Reference no: EM133514882
Assignment:
1. Read Loretta Ross' article for the week, "Personal Journey...." Using her work and a notes for the week, discuss what reproductive justice is and why we all should care about reproductive justice. What does her story teach us about the need for reproductive justice? Be sure to include evidence from the reading and notes.
2. Read Collins' "Very Necessary...." Discuss, then, Collin's point about a hegemonic femininity in the section (pp. 193-199) "Work that Body: African American Women and Hegemonic femininity." Explain three points that she makes about African American women and hegemonic femininity, her criticism of hegemonic femininity and why femininity understood in these ways are oppressive for Africana women? For full credit be sure to discuss hair texture and female features; heterosexual; and work, marriage (motherhood and wealth).
3. Think about the above question and how femininity is a gender ideology, and how it is oppressive/ hegemonic as you unpacked above. Know that a gender ideology is taken for granted assumptions about what is feminine and masculine and how men and women and other folks who define themselves beyond these two categories, should define themselves and behave in the world. Also know that gender ideologies for African Americans evolved during enslavement and in contrast two white masculinity and white femininity, which are again, oppressive.

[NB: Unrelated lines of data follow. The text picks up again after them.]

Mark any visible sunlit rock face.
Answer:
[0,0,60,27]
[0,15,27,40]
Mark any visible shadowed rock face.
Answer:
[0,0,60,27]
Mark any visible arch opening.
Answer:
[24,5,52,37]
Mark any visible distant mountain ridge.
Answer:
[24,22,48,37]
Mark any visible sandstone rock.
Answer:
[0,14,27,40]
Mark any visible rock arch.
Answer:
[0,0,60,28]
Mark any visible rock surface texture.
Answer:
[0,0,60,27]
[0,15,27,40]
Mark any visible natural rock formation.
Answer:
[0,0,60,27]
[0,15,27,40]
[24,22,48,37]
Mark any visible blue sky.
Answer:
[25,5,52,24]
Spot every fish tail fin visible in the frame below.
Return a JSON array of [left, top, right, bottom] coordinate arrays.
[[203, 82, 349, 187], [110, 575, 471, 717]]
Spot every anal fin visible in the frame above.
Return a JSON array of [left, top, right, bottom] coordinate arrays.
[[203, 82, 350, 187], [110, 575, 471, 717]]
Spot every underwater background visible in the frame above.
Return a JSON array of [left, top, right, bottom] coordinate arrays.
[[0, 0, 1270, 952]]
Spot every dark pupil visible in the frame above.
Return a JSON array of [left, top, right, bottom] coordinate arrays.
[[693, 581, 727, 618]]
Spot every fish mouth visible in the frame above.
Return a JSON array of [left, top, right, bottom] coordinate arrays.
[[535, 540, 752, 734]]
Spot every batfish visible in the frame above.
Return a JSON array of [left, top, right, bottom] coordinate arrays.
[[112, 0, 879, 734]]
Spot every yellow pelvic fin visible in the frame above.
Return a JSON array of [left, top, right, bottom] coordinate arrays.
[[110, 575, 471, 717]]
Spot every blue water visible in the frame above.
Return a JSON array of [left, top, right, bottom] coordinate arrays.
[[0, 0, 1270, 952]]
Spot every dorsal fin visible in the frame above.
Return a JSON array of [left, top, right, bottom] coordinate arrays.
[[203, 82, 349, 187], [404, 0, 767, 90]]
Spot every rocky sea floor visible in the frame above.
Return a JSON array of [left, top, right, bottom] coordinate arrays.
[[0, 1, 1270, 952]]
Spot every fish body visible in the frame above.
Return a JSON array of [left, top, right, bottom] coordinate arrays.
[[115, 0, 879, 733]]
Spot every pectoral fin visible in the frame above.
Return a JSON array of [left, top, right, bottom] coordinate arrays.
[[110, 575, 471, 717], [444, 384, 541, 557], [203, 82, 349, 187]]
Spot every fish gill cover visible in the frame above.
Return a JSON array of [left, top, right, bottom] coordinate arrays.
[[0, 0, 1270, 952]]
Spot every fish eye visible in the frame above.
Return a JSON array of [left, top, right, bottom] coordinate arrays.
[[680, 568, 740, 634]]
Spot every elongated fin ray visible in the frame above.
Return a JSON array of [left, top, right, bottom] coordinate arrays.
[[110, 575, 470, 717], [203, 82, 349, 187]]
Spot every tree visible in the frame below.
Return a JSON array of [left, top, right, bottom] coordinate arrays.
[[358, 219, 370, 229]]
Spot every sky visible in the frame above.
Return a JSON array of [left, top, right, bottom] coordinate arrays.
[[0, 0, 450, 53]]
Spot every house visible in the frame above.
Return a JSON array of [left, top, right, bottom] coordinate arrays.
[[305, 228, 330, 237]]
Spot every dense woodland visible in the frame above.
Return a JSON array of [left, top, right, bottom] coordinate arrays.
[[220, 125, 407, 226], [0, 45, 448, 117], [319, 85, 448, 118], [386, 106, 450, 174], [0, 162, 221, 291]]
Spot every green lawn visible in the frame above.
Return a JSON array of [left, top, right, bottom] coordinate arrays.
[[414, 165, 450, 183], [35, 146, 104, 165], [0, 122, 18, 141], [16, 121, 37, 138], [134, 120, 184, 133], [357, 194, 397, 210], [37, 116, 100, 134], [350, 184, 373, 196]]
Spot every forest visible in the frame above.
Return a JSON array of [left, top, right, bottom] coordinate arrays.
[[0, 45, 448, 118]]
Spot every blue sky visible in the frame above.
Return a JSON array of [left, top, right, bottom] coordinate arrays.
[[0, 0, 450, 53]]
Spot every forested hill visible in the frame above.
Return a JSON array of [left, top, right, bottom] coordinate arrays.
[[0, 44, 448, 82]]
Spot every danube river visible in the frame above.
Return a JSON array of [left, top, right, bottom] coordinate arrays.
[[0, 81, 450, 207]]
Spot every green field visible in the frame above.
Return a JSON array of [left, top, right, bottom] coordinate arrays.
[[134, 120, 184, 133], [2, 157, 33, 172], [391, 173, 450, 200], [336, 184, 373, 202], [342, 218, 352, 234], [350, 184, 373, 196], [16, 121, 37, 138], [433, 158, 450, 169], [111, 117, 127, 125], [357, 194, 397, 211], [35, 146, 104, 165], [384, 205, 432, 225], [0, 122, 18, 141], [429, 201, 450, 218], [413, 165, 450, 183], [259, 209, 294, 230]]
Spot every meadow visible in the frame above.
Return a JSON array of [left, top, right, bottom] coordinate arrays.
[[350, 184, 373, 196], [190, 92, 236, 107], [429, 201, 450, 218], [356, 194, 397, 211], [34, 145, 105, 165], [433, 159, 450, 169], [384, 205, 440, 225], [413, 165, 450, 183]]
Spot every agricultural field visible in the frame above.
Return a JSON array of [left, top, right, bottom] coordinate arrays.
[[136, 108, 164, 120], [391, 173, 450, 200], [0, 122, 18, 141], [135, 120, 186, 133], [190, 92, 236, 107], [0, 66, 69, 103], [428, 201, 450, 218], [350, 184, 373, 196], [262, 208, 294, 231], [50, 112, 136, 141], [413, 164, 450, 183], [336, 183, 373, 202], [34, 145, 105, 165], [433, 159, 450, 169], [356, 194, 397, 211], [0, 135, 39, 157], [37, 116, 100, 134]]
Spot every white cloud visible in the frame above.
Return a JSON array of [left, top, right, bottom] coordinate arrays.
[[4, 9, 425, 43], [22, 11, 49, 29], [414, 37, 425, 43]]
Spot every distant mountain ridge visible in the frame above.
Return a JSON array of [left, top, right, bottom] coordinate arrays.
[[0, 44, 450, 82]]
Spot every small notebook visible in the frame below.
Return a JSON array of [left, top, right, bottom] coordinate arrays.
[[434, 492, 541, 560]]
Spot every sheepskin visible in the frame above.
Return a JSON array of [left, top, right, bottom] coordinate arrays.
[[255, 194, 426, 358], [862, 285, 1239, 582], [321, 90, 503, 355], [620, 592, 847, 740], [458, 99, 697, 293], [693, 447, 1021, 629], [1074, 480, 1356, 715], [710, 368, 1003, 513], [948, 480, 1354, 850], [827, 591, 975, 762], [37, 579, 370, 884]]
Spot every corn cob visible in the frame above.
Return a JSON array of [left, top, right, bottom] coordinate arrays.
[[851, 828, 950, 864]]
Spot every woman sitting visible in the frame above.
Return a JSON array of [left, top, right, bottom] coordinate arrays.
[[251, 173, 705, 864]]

Given the above, move through Collins' (pp. 199-212) and discuss two suggestions about what a new Black gender ideology for Black women, men and others, would look like and the basic ideas that this ideology seeks to challenge in specific terms because as she writes, a new ideology "cannot be based upon someone else's subordination." For full credit discuss challenges to global capitalist ways of economic survival (205-206);
4. From Ani's, "To Be Afrikan" reading....Given all that we have discussed in the past five weeks, should we return to an African way of thinking as a way to understand Africana women? Collins' suggests this point in regards to sexuality. What does it mean for us to be Afrikan, according to Marimba Ani? What is her argument and what is her rationale for making this point(s)? What is Sankofa and what does this term have to do with being Afrikan; who is she talking to? Finally, do you agree or disagree with her argument as we think about the experiences of Africana women in America? Why or why not?